You cannot forget you are falling asleep
with your disagreeable hand on your face,
the fingers smelling of odd creams,
soap, smoke or dough.
Un-to the Sepulcher
(slow of heart)
How did I awake? No boulder needed pushing aside
although it felt that way, tallying eight deaths, a little blue
in the sky (notice the compact size), dressing for mass
downtown where design imprisons, where the spires
quiver tentacular, and the sinners, their futility, trying
to erase the X marks on their hand backs. Mary, Mary,
quiet St. Mary fetishizes ideas of baby, of contracts,
punks put out on her cheeks, diving head first nude
into pool water drank and flicked onto sinners, those
dehydrated Caucasians day drinking and hung over
indoor ponds, water pouring from golden decanters
onto infant crowns, mothers smiling ecstatic and wild,
fathers a blur the congregation cannot see, their tan lines
nothing but lines, but seen, giving the bends to fantasies
of inner tubes in lazy rivers of megamalls in late afternoon
light, waterfalls soothing me to sleep… How did I awake?

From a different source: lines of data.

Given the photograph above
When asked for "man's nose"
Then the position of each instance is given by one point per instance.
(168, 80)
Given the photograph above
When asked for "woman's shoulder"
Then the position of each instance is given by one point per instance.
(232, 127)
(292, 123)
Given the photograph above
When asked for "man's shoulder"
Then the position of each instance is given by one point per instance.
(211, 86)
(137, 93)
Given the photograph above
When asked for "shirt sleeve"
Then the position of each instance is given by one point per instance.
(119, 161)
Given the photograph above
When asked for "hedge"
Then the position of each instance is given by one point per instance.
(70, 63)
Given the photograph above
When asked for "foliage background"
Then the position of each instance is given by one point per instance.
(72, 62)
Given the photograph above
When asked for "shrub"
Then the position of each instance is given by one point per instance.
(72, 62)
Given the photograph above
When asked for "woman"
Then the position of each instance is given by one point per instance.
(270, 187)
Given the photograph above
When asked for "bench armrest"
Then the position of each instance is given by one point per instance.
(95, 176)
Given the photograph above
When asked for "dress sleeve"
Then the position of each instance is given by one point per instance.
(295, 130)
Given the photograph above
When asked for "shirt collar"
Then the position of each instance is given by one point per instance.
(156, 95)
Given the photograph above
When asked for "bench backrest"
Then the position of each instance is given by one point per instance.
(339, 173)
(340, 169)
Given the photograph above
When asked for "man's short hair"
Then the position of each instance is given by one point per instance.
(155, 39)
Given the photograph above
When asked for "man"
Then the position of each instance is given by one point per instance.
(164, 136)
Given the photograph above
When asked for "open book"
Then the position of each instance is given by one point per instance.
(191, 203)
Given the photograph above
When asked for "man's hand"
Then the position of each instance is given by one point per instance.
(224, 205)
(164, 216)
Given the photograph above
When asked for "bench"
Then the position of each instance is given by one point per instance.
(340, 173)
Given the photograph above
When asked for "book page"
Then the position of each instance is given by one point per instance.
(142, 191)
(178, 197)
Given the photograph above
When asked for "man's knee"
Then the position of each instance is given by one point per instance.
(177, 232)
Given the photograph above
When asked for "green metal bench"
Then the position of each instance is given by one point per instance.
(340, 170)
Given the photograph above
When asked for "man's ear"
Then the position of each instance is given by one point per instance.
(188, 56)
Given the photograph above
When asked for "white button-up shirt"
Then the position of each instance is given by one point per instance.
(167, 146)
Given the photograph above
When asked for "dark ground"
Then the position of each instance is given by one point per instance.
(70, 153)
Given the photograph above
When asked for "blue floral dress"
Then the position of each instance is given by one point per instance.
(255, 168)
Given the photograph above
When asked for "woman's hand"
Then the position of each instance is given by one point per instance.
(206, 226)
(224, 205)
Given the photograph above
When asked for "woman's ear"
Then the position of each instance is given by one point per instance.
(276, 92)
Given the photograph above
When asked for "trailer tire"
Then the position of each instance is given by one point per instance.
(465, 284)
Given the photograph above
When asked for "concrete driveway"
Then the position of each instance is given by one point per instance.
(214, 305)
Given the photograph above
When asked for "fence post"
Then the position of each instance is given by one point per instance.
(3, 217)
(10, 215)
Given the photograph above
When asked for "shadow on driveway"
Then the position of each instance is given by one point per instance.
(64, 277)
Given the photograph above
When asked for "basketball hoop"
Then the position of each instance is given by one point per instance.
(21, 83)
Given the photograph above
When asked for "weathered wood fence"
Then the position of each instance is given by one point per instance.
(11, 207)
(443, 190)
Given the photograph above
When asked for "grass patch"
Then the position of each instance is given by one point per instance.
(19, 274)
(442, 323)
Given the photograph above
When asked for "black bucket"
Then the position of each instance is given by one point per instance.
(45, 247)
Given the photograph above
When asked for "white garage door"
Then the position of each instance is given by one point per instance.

In a glass hexagon cell on cushions, glared at, my soul
mate’s nipples perked and I am feeling like I am falling
asleep to a thousand Newton’s cradles clicking, clacking
and sinners neighing holy holy holy holy holy holy holy
* and the scintillas tumble out of my soul mate’s purse
onto onyx tiles, my cirrhotic mania devolving into cackles
ringing off the porcelain toilet where my caca sinks like
macaws of smoke. It is said: It’s not what is done, but what thou call it.
Stunts, stick ups and lust. The outlined creases between her thighs.
The laughter thru her hair is hers, yes, as she takes down her panties,
looking close up at the third world details of my dark sneaker
with her weed eyes. At peace, I said unto her: My god, if only
I could put a little order to it. : Rab-bo’ni, which is to say, Master.